Late last month, a Manhattan judge ordered the New York City Police Department to release documentation about the department’s use of secretive and highly controversial “predictive policing” surveillance technology, scoring a win for advocates of transparency on police policy. The documents came to light as part of a lawsuit against the city filed by the Brennan Center for Justice, a New York-based policy institute.
Little is known about how the largest domestic police force in the United States uses crime forecasting software, which works through analysis of historical crime data like arrest records, incident reports, gang documentation, and “stop and frisk” encounters to generate individual or geographic predictions of crime. In July 2015, then-NYPD Commissioner Bill Bratton branded predictive policing as “the wave of the future” and entered into a trial program with at least one predictive policing company, the Philadelphia-based Azavea.
“The ‘Minority Report’ of 2002 is the reality of today. There are no secrets.”
“The ‘Minority Report’ of 2002 is the reality of today,” said Bratton. “There are no secrets. There are none. If two people share a piece of information, it is no longer secret.”
While Azavea’s pilot program with the NYPD was publicly announced, documents obtained by the Brennan Center through its lawsuit and shared with The Intercept show two more companies were brought in to try out their crime forecasting approaches — the Bronxville, New York-based KeyStat Inc. and PredPol, a Santa Cruz, California-based company. PredPol has positioned itself as an early market leader in predictive policing with a highly publicized — but dubiously effective — geographic prediction model derived from battlefield research in Iraq. All three companies were granted 45-day trials to show the NYPD what their predictive policing software could do.
The original request for documentation was filed by the Brennan Center in June 2016 under New York’s Freedom of Information Law. After the NYPD rejected the initial request and subsequent appeal, the Brennan Center filed suit on August 30, 2017. The NYPD is notorious for its intransigence on open records requests from the press and the public, particularly concerning documentation about the department’s extensive use of surveillance technology. In recent years, lawsuits have been filed to disclose information about the department’s network of surveillance cameras, its use of X-ray scanners in public, and the deployment of facial recognition technology.
In a December 22, 2017, order, Judge Barbara Jaffe rejected the NYPD’s arguments that disclosure of documentation related to the forecasting trials was exempt due to laws in New York that allow the government to shield investigative and trade secrets. “That the venders entered into nondisclosure agreements with NYPD does not prove that disclosure would cause substantial injury to any of the vendors’ competitive position,” Jaffe wrote in her order.
Jaffe also rejected the NYPD’s argument that disclosure of training and output data from its predictive policing trials would endanger the department’s computer security. She mandated the production of notes on the predictive policing system maintained by Dr. Evan Levine, the NYPD’s assistant commissioner of data analytics.
“Absent expert advice that the disclosure of the output data and Levine’s notes would jeopardize the NYPD’s capacity to guarantee the security of its information assets, respondents fail to sustain their burden as to the applicability of this exemption to such data and notes,” the order reads.
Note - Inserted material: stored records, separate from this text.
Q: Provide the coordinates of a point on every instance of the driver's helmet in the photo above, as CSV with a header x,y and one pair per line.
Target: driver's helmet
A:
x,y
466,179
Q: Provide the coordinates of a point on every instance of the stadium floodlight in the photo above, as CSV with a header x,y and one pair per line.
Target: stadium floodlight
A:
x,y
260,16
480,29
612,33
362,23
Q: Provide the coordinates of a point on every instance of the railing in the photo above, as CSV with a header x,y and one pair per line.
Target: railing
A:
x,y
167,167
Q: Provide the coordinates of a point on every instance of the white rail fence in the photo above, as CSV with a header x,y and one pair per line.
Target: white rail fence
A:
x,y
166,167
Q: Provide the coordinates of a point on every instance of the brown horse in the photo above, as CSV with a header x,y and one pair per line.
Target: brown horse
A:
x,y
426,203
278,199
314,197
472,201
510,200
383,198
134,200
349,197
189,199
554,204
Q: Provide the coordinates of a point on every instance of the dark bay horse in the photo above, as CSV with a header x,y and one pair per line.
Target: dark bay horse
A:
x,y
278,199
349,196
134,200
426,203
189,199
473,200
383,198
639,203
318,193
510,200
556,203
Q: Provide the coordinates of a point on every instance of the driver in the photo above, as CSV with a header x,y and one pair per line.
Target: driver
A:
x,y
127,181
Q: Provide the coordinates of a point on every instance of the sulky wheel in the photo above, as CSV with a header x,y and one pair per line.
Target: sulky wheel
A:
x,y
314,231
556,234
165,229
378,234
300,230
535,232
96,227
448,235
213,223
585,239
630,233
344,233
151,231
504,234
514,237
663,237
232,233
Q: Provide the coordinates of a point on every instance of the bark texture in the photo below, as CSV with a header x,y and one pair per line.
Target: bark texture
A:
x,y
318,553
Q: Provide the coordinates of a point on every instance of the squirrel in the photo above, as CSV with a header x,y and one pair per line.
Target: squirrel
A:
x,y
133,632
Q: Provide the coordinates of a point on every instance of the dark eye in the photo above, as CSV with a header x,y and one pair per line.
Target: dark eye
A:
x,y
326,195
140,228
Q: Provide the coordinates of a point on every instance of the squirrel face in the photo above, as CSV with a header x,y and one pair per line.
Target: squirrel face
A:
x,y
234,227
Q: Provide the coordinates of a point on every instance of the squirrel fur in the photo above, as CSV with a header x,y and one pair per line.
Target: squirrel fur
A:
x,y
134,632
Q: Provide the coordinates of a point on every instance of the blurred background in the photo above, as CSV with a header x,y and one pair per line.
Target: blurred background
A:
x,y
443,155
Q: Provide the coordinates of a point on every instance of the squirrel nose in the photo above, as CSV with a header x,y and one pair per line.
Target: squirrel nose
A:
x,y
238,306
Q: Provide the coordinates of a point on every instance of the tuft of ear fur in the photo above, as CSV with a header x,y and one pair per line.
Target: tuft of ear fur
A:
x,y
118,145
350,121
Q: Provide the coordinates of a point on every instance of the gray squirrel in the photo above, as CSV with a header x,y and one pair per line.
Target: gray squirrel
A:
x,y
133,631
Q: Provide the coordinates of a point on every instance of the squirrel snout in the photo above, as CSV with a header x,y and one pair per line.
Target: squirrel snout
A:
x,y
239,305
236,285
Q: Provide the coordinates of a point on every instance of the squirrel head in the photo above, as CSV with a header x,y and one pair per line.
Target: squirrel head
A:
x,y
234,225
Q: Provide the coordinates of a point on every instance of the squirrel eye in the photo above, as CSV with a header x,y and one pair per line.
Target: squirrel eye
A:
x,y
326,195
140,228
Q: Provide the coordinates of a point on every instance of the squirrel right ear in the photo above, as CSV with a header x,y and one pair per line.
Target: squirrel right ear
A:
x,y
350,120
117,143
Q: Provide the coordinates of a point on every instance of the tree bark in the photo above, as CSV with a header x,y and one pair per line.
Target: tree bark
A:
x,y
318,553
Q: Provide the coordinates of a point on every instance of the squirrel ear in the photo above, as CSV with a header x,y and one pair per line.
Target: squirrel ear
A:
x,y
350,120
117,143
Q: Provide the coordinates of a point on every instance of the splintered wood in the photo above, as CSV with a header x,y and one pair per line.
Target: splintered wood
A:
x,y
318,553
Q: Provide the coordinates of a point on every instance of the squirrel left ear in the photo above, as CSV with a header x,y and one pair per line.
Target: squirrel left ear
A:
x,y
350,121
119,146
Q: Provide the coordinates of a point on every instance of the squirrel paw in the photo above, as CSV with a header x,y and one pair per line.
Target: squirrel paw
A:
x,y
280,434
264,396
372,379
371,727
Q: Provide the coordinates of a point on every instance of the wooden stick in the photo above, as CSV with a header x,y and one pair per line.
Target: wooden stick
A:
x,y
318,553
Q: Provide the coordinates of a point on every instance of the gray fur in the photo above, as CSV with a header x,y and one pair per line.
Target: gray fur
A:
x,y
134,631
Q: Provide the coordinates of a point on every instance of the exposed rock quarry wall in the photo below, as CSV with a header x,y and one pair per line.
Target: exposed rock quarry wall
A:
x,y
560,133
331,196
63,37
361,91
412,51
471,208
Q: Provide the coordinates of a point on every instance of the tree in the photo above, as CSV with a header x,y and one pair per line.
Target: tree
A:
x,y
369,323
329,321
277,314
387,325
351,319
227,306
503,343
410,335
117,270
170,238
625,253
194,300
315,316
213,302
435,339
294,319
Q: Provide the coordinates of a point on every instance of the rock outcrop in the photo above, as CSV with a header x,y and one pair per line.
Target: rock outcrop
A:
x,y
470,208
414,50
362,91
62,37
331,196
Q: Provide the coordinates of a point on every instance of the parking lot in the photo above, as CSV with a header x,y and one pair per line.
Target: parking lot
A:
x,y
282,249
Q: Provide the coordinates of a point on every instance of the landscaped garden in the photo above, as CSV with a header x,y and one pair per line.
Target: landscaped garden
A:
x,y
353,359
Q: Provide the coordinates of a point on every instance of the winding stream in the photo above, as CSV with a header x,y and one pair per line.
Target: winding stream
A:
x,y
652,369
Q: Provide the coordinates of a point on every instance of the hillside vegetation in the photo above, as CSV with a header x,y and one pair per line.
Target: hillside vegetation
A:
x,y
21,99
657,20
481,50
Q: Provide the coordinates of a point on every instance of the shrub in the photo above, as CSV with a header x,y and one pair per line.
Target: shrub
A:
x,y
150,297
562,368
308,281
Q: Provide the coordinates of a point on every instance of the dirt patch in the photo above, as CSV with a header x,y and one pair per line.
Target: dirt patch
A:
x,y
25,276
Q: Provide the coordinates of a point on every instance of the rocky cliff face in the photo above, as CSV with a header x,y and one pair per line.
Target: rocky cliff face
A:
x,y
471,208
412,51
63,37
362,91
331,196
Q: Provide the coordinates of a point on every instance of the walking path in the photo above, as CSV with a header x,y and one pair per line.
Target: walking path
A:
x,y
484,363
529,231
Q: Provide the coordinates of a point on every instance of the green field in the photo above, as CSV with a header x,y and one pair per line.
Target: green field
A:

The Brennan Center will also file a new freedom of information request to obtain the source data used by the NYPD companies to train the department’s current, in-house predictive policing algorithm. In other cities, researchers have used such information to re-engineer crime forecasting programs, revealing that they disproportionately impact communities of color.
The release of the documents will be the public’s first chance to learn about the NYPD’s application of the crime forecasting program in day-to-day police work.
Rachel Levinson-Waldman, a staff attorney at the Brennan Center who filed the original freedom of information request, said in an interview that the release of the documents thanks to the court’s decision will be the public’s first chance to learn about the NYPD’s application of the crime forecasting program in day-to-day police work. Even though the NYPD ended up building its own in-house predictive policing algorithm, the release of correspondence and training data from its trials with KeyStat, PredPol, and Azavea will still offer insight into the department’s objectives.
“One reason it’s important to get those materials, even though NYPD built own predictive policing program, is it tells us a lot in terms of what NYPD wanted to accomplish,” Levinson-Waldman said.
“The Domain Awareness System is a network of surveillance technology that covers all of New York City, especially Manhattan,” said Levinson-Waldman. “It has nothing to do with predictive policing.”
Moreover, even if the Domain Awareness System’s guidelines are the governing regulations for the NYPD’s predictive policing program, the department has never conducted an audit of the software, as required by the policy. “We didn’t receive any audits in response to our record request, which seems incredibly inappropriate since this program has been in place for several years,” said Levinson-Waldman.
The NYPD did not respond to requests for comment on Jaffe’s decision or the department’s oversight of its use of crime forecasting software.
The disclosure of information about the NYPD’s crime forecasting initiatives comes at a moment of increased scrutiny for the surveillance programs of the country’s largest police department. Late last year, the city council passed legislation to create a task force charged with reviewing municipal programs that used algorithms or machine learning for decision-making. A separate bill would have established a transparency and public comment process for the NYPD’s acquisition of surveillance.